Mo Xie menyandarkan punggungnya di kursi, menatap ke arah pintu masuk kafe sambil menunggu. Sesekali, dia merapikan rambutnya yang baru dipotong, meski sebenarnya tidak ada yang perlu dirapikan.
Waktu berlalu. Setiap kali pintu terbuka, dia melirik, mengira itu Lin Xiaoyu. Tapi tidak.
Jam terus berdetak.
Para pelanggan datang dan pergi, sementara dia tetap di tempatnya, sendirian. Pelayan kafe yang awalnya hanya sekadar melirik, kini mulai menunjukkan ekspresi aneh.
Hingga akhirnya, seorang pelayan wanita menghampirinya.
"Maaf, Tuan. Kami akan segera tutup," katanya dengan sopan.
Mo Xie menatap jam di dinding—sudah pukul 9 malam.
Dia menghela napas pelan, lalu berdiri dan mengambil jaketnya. "Baik, terima kasih."
Saat dia keluar dari kafe, udara malam terasa lebih dingin dari biasanya. Kota masih hidup, lampu-lampu jalan menyala terang, dan kendaraan melintas di kejauhan.

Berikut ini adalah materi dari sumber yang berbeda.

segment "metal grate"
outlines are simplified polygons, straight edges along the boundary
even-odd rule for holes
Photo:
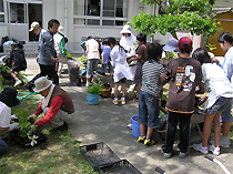
[[[121,160],[115,163],[104,165],[100,167],[100,173],[109,173],[109,174],[141,174],[130,162],[126,160]]]
[[[99,171],[102,165],[120,161],[115,153],[103,142],[80,146],[80,153],[94,171]]]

Namun, pikirannya terus dipenuhi oleh Lin Xiaoyu.
'Kenapa dia tidak datang?'
Mo Xie bukan tipe orang yang mudah tersinggung atau kecewa, tapi ada sesuatu yang mengganjal dalam perasaannya.
Apakah dia lupa?
Atau ada sesuatu yang terjadi?
Saat dia berjalan melewati jembatan gantung yang menghubungkan dua distrik, langkahnya terhenti.
Di sana, di tengah jembatan, berdiri seseorang yang familiar.
Lin Xiaoyu.
Namun, penampilannya jauh dari biasanya.
Gaun indah yang dikenakannya tampak compang-camping, ada noda kotoran di beberapa bagian. Rambutnya yang biasanya rapi kini berantakan, dan lebih buruk lagi—ada lebam di pipinya.
Mo Xie menatapnya tajam. Seketika, perasaan gelisah yang tadi hanya samar, berubah menjadi kecurigaan yang kuat.
Lin Xiaoyu menunduk, tidak menyadari keberadaan Mo Xie hingga dia mendekat.
"Xiaoyu."
Gadis itu tersentak dan menoleh. Saat melihat Mo Xie, matanya melebar sedikit—antara terkejut dan... sesuatu yang lain.
Mo Xie tidak mengatakan apa-apa untuk sesaat. Dia hanya menatap Lin Xiaoyu, memperhatikan setiap luka dan ekspresi wajahnya.
Lalu, dengan suara yang lebih pelan, dia bertanya: "Apa yang terjadi padamu?"